R/run_ml.R
In mikropml: User-Friendly R Package for Supervised Machine Learning Pipelines

Documented in run_ml

#' Run the machine learning pipeline
#'
#' This function splits the data set into a train & test set,
#' trains machine learning (ML) models using k-fold cross-validation,
#' evaluates the best model on the held-out test set,
#' and optionally calculates feature importance using the framework
#' outlined in Topçuoğlu _et al._ 2020 (\doi{10.1128/mBio.00434-20}).
#' Required inputs are a data frame (must contain an outcome variable and all
#' other columns as features) and the ML method.
#' See `vignette('introduction')` for more details.
#'
#' @param dataset Data frame with an outcome variable and other columns as features.
#' @param method ML method.
#'   Options: `c("glmnet", "rf", "rpart2", "svmRadial", "xgbTree")`.

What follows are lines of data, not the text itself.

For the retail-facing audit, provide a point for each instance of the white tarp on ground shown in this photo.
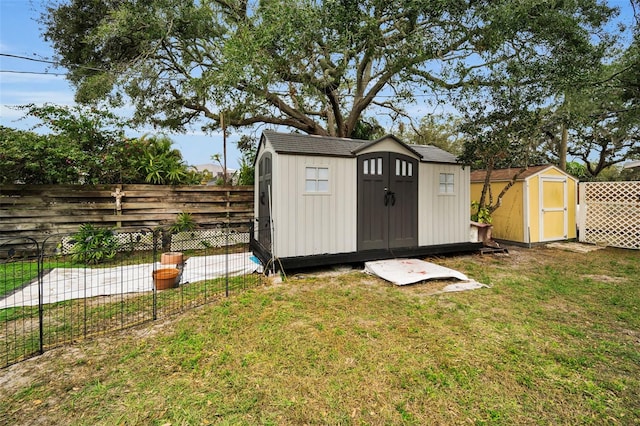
(411, 271)
(76, 283)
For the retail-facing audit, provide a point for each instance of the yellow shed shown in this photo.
(539, 207)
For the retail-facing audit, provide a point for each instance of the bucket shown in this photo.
(165, 278)
(171, 258)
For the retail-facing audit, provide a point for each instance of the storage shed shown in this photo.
(325, 200)
(539, 207)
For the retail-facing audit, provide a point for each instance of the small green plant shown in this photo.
(94, 245)
(184, 222)
(482, 215)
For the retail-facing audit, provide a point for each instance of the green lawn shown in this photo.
(555, 340)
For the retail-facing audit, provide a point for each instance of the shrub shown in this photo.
(94, 245)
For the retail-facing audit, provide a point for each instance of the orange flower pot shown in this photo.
(171, 258)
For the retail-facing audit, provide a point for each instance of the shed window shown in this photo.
(316, 179)
(372, 166)
(447, 185)
(404, 168)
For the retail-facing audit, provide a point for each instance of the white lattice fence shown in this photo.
(610, 213)
(195, 240)
(126, 241)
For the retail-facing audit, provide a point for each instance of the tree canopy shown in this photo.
(314, 66)
(87, 146)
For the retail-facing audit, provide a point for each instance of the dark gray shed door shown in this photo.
(264, 198)
(387, 201)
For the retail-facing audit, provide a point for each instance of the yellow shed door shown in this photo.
(553, 214)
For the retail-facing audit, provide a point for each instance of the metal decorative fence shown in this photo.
(609, 213)
(61, 290)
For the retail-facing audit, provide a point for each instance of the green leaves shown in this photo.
(94, 245)
(318, 67)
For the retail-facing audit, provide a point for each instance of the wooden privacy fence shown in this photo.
(609, 213)
(37, 211)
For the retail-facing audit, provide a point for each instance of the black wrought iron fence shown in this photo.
(61, 290)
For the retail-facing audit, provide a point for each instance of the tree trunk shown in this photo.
(562, 151)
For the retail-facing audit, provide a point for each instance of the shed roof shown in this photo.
(508, 174)
(301, 144)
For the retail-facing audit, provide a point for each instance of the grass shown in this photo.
(555, 340)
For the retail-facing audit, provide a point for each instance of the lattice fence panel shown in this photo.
(196, 240)
(610, 213)
(129, 241)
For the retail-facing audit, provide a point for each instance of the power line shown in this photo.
(27, 58)
(47, 61)
(56, 74)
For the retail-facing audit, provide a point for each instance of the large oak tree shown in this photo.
(314, 66)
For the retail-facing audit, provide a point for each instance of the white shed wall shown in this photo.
(443, 218)
(314, 223)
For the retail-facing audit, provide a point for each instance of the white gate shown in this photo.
(609, 213)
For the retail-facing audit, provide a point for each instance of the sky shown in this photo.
(24, 81)
(20, 36)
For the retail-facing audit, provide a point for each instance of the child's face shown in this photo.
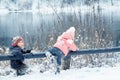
(20, 44)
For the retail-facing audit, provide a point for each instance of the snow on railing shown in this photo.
(79, 52)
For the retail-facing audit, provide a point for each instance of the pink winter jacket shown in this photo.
(65, 43)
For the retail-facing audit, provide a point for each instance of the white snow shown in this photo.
(102, 73)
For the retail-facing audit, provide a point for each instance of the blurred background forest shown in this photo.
(40, 22)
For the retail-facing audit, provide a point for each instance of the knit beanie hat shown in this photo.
(71, 32)
(16, 40)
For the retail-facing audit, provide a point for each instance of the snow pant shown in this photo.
(58, 53)
(21, 69)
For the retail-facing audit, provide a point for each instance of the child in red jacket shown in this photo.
(63, 45)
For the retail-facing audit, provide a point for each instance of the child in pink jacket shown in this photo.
(63, 45)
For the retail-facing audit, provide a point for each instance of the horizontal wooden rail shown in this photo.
(79, 52)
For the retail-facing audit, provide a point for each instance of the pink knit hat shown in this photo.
(16, 40)
(71, 32)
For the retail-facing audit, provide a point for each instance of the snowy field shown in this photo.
(103, 73)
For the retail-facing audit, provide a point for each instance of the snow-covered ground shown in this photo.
(102, 73)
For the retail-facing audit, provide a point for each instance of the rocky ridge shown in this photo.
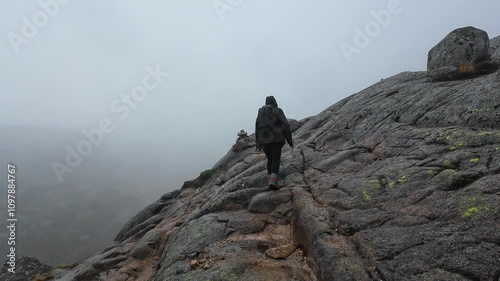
(400, 181)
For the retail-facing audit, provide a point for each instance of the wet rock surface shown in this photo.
(400, 181)
(462, 53)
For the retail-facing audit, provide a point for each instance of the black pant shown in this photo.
(273, 154)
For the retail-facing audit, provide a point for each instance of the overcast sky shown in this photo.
(223, 58)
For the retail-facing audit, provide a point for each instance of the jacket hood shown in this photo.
(272, 101)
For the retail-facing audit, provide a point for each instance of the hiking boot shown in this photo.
(273, 181)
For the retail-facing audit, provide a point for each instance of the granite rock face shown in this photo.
(400, 181)
(463, 53)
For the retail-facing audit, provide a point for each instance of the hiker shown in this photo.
(271, 132)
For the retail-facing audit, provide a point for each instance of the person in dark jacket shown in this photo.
(271, 132)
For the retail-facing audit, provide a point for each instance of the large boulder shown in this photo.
(495, 50)
(462, 53)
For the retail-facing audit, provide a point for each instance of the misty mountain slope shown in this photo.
(63, 222)
(400, 181)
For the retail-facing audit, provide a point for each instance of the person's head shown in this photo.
(272, 101)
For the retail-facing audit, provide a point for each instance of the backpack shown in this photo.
(268, 124)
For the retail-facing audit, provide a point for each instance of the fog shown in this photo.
(74, 73)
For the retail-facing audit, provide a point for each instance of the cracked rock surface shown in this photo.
(400, 181)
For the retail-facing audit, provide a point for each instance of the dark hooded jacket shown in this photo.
(278, 130)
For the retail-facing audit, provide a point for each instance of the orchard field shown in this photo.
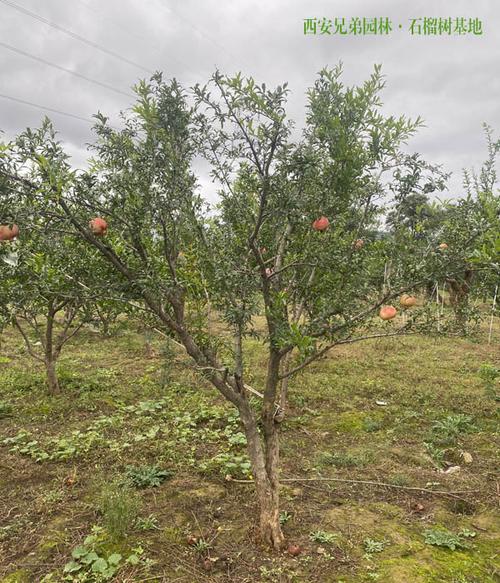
(296, 380)
(132, 451)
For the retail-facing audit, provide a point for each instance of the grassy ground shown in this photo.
(116, 473)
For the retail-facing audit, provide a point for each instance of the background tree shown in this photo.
(258, 251)
(46, 273)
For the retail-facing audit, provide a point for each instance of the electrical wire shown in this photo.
(74, 35)
(75, 73)
(46, 108)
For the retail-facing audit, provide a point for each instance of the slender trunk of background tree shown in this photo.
(50, 356)
(52, 380)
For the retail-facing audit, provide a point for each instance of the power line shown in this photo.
(75, 73)
(74, 35)
(44, 107)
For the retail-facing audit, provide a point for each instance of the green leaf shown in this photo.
(133, 560)
(72, 567)
(79, 552)
(99, 566)
(114, 559)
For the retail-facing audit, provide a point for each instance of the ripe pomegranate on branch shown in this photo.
(312, 293)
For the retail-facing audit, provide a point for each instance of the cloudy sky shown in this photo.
(453, 82)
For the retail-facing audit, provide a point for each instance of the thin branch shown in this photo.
(328, 347)
(365, 482)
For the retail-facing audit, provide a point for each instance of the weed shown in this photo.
(441, 537)
(372, 546)
(342, 459)
(452, 426)
(147, 523)
(322, 537)
(119, 506)
(89, 564)
(5, 409)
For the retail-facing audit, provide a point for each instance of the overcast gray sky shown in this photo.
(453, 82)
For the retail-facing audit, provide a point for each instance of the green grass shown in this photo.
(399, 411)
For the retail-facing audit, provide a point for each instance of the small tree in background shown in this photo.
(292, 236)
(46, 272)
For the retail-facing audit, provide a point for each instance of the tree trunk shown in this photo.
(264, 457)
(50, 353)
(52, 380)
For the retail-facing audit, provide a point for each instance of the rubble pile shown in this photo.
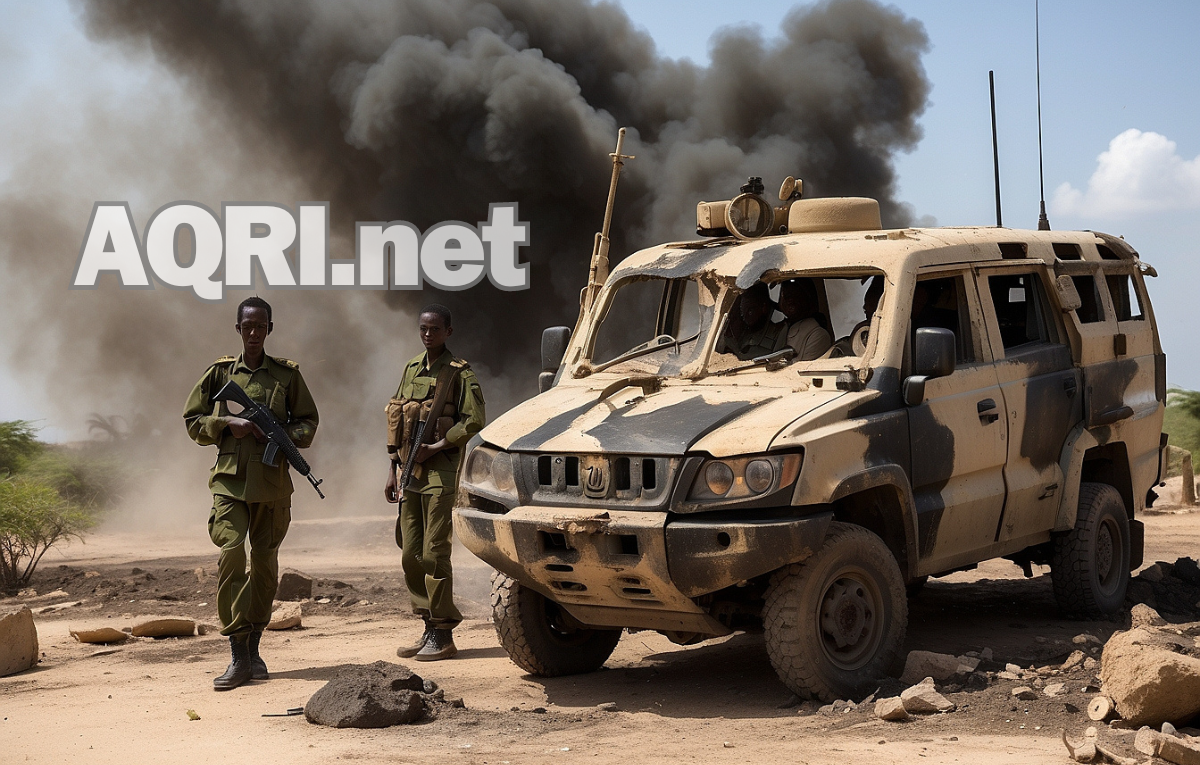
(376, 696)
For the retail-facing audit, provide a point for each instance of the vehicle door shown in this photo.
(1042, 392)
(958, 432)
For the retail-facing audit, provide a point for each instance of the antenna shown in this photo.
(995, 146)
(1043, 222)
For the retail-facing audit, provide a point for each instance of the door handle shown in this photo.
(987, 409)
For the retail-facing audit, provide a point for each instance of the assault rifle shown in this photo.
(276, 438)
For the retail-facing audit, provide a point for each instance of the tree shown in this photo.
(33, 518)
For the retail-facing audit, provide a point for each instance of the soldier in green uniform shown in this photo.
(250, 499)
(424, 526)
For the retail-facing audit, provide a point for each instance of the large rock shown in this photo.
(294, 585)
(18, 640)
(372, 696)
(1147, 678)
(285, 616)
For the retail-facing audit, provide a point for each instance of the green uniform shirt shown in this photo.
(418, 383)
(239, 470)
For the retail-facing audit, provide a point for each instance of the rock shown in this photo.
(163, 627)
(1074, 660)
(1150, 682)
(1143, 615)
(99, 634)
(285, 615)
(891, 709)
(924, 699)
(937, 666)
(18, 639)
(294, 585)
(372, 696)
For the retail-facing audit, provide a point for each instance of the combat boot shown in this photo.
(439, 645)
(409, 651)
(238, 672)
(257, 666)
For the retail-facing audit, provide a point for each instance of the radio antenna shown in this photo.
(1043, 222)
(995, 146)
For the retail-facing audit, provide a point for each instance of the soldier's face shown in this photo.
(253, 327)
(433, 331)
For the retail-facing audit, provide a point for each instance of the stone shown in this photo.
(924, 699)
(367, 696)
(18, 639)
(285, 615)
(891, 709)
(99, 634)
(1143, 615)
(163, 627)
(1147, 680)
(294, 585)
(929, 664)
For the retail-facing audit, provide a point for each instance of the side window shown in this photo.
(1091, 309)
(1126, 300)
(941, 302)
(1021, 309)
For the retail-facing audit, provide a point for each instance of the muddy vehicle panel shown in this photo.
(979, 390)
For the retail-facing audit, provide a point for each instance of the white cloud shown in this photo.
(1139, 173)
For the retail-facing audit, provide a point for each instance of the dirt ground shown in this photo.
(719, 702)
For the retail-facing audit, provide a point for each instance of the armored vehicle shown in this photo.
(696, 469)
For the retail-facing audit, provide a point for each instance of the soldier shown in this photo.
(424, 526)
(250, 499)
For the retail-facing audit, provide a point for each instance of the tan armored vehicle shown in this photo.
(695, 469)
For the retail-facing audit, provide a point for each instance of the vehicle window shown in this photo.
(1090, 309)
(941, 302)
(1021, 309)
(1126, 300)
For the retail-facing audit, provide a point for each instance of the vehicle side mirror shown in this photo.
(934, 357)
(553, 347)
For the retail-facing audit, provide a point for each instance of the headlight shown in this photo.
(744, 477)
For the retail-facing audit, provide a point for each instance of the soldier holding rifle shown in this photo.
(437, 409)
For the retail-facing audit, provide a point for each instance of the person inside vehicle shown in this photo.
(808, 331)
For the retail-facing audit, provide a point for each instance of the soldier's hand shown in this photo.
(241, 427)
(389, 489)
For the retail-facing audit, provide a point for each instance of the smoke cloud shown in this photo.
(423, 110)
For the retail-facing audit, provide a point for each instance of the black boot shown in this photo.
(239, 668)
(409, 651)
(257, 666)
(439, 645)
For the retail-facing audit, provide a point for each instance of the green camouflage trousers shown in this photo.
(424, 532)
(244, 598)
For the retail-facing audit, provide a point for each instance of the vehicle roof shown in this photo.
(893, 252)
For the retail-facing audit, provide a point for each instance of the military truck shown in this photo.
(988, 392)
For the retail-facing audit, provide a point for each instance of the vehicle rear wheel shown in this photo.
(1090, 566)
(543, 639)
(835, 622)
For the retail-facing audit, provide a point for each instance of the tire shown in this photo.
(534, 632)
(851, 590)
(1090, 565)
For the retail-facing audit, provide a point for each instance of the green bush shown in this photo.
(33, 517)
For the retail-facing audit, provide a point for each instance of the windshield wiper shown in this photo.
(777, 360)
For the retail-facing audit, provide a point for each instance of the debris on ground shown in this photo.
(376, 696)
(18, 640)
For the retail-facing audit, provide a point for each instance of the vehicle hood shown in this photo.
(670, 421)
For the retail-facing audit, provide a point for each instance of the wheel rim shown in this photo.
(851, 619)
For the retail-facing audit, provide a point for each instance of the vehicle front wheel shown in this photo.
(1090, 567)
(835, 622)
(543, 639)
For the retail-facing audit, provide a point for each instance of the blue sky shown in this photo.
(1120, 107)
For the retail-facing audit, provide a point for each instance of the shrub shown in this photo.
(33, 518)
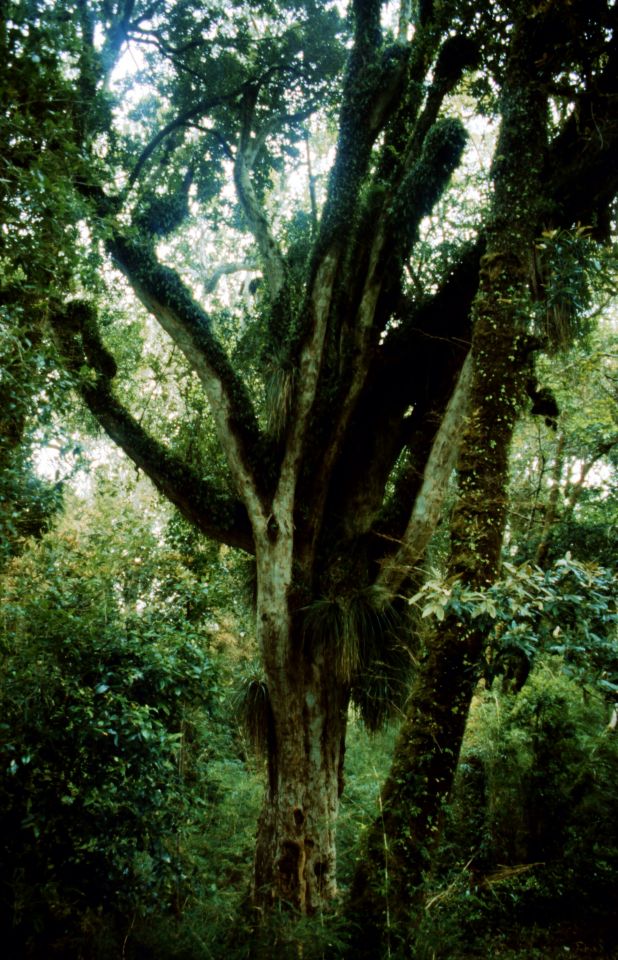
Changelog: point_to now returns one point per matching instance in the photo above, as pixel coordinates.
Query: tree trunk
(295, 862)
(388, 884)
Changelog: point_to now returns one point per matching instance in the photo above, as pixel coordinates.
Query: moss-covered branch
(213, 511)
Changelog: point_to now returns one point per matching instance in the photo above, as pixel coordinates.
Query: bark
(387, 888)
(295, 862)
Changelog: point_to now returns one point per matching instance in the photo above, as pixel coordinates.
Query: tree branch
(162, 292)
(212, 511)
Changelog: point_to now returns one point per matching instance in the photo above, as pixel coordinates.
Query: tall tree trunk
(387, 888)
(295, 862)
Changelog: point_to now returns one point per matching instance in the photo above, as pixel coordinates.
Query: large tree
(339, 389)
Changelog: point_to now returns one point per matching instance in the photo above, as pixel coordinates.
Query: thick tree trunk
(295, 862)
(387, 888)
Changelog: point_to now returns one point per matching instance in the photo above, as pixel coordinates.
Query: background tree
(327, 431)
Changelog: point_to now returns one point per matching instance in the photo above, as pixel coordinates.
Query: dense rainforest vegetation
(308, 451)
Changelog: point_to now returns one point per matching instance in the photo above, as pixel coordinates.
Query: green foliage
(531, 846)
(102, 702)
(568, 610)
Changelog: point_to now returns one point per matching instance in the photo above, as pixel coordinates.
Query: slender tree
(338, 433)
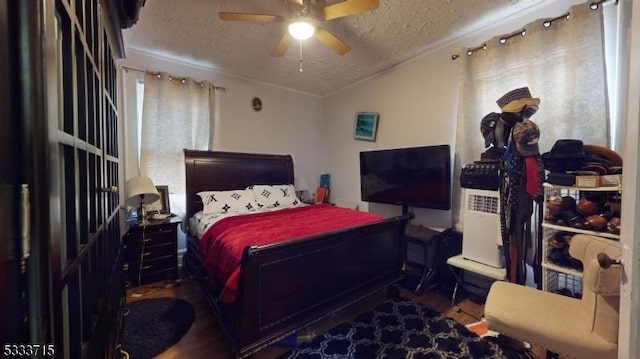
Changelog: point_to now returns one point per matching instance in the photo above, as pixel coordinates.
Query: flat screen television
(411, 177)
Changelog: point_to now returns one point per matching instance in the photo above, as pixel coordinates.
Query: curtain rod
(215, 87)
(545, 23)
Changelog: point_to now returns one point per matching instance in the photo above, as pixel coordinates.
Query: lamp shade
(301, 30)
(141, 190)
(300, 183)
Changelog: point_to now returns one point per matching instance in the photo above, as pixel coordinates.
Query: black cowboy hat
(565, 155)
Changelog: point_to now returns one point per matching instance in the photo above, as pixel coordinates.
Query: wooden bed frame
(289, 285)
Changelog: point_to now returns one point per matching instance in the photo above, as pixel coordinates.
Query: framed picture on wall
(365, 126)
(162, 204)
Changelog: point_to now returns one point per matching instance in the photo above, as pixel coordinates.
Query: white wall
(290, 121)
(417, 102)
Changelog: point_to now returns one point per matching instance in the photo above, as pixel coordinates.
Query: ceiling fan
(303, 20)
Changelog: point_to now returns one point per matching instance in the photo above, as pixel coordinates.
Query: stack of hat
(570, 157)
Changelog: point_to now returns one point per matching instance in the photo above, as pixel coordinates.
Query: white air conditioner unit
(482, 241)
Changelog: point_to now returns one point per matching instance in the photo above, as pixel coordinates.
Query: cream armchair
(581, 328)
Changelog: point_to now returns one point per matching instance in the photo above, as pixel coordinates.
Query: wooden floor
(205, 339)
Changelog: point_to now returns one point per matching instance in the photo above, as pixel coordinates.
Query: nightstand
(151, 251)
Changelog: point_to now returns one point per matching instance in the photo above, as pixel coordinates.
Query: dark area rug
(153, 325)
(400, 328)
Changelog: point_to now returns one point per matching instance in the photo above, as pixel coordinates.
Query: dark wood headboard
(221, 171)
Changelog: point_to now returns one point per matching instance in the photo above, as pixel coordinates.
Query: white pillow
(275, 196)
(234, 201)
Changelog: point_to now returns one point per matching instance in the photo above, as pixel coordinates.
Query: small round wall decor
(256, 104)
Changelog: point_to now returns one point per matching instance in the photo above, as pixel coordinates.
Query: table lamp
(301, 185)
(141, 191)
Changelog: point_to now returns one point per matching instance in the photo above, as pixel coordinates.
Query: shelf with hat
(572, 163)
(569, 210)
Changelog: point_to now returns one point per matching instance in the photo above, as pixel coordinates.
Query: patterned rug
(400, 328)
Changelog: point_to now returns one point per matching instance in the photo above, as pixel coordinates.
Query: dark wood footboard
(289, 285)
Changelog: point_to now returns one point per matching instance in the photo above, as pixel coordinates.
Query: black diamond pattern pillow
(235, 201)
(275, 196)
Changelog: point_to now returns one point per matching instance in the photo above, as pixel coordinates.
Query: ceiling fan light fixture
(301, 30)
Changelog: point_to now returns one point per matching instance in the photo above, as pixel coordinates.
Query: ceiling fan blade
(331, 41)
(238, 16)
(282, 46)
(349, 7)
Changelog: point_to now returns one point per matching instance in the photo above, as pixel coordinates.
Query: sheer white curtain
(562, 64)
(176, 114)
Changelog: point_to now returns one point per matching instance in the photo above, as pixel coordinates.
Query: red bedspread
(222, 244)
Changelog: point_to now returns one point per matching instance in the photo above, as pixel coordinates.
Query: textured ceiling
(190, 30)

#'   - glmnet: linear, logistic, or multiclass regression
#'   - rf: random forest
#'   - rpart2: decision tree
#'   - svmRadial: support vector machine
#'   - xgbTree: xgboost
#' @param outcome_colname Column name as a string of the outcome variable
#'   (default `NULL`; the first column will be chosen automatically).
#' @param hyperparameters Dataframe of hyperparameters
#'   (default `NULL`; sensible defaults will be chosen automatically).
#' @param seed Random seed (default: `NA`).
#'  Your results will only be reproducible if you set a seed.
#' @param find_feature_importance Run permutation importance (default: `FALSE`).
#'   `TRUE` is recommended if you would like to identify features important for
#'   predicting your outcome, but it is resource-intensive.
#' @param calculate_performance Whether to calculate performance metrics (default: `TRUE`).
#'   You might choose to skip this if you do not perform cross-validation during model training.
#' @param kfold Fold number for k-fold cross-validation (default: `5`).
#' @param cv_times Number of cross-validation partitions to create (default: `100`).
#' @param cross_val a custom cross-validation scheme from `caret::trainControl()`
#'   (default: `NULL`, uses `kfold` cross validation repeated `cv_times`).
#'   `kfold` and `cv_times` are ignored if the user provides a custom cross-validation scheme.
#'   See the `caret::trainControl()` docs for information on how to use it.
#' @param training_frac Fraction of data for training set (default: `0.8`). Rows
#'   from the dataset will be randomly selected for the training set, and all
#'   remaining rows will be used in the testing set. Alternatively, if you
#'   provide a vector of integers, these will be used as the row indices for the
#'   training set. All remaining rows will be used in the testing set.
#' @param perf_metric_function Function to calculate the performance metric to
#'   be used for cross-validation and test performance. Some functions are
#'   provided by caret (see [caret::defaultSummary()]).
#'   Defaults: binary classification = `twoClassSummary`,
#'             multi-class classification = `multiClassSummary`,
#'             regression = `defaultSummary`.
#' @param perf_metric_name The column name from the output of the function
#'   provided to perf_metric_function that is to be used as the performance metric.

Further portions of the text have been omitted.